ReFrame: Layer Caching for Accelerated Inference in Real-Time Rendering
This work addresses performance bottlenecks for real-time graphics applications, but it is incremental as it extends caching ideas from diffusion models to rendering.
The paper tackled the problem of reducing latency in neural network-based real-time rendering tasks by reusing intermediate results from previous frames, achieving an average 1.4x speedup with negligible quality loss.

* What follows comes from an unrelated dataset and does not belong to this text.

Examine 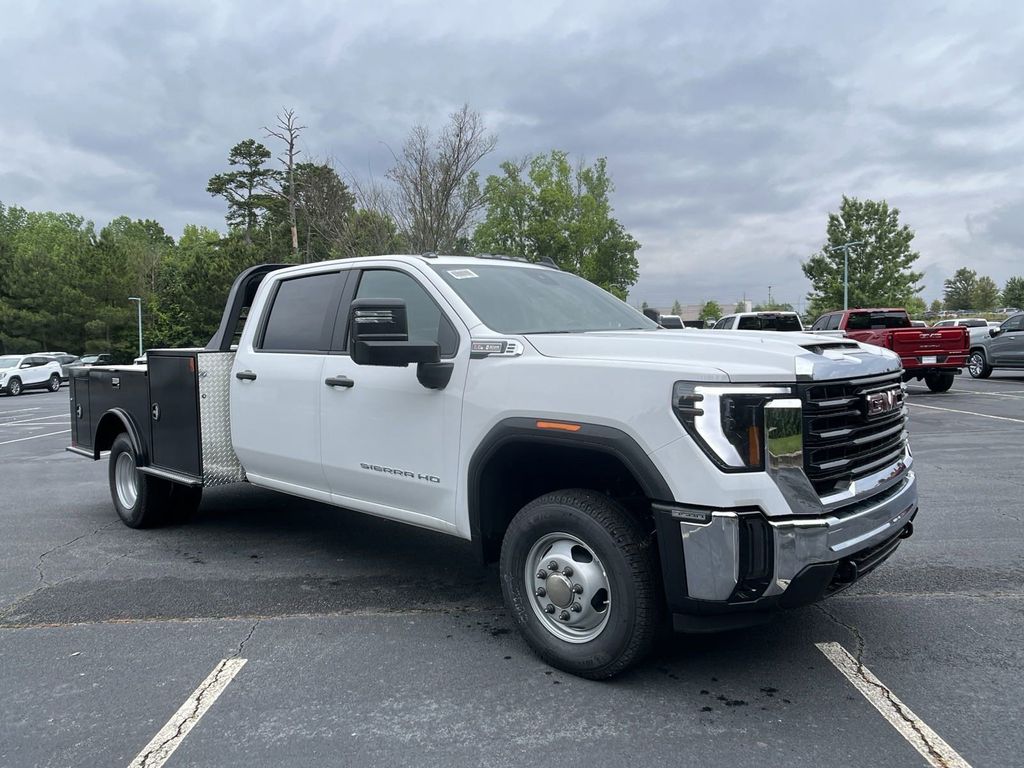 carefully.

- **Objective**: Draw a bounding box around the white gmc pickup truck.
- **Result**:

Graphics rendering applications increasingly leverage neural networks in tasks such as denoising, supersampling, and frame extrapolation to improve image quality while maintaining frame rates. The temporal coherence inherent in these tasks presents an opportunity to reuse intermediate results from previous frames and avoid redundant computations. Recent work has shown that caching intermediate features to be reused in subsequent inferences is an effective method to reduce latency in diffusion models. We extend this idea to real-time rendering and present ReFrame, which explores different caching policies to optimize trade-offs between quality and performance in rendering workloads. ReFrame can be applied to a variety of encoder-decoder style networks commonly found in rendering pipelines. Experimental results show that we achieve 1.4x speedup on average with negligible quality loss in three real-time rendering tasks. Code available: https://ubc-aamodt-group.github.io/reframe-layer-caching/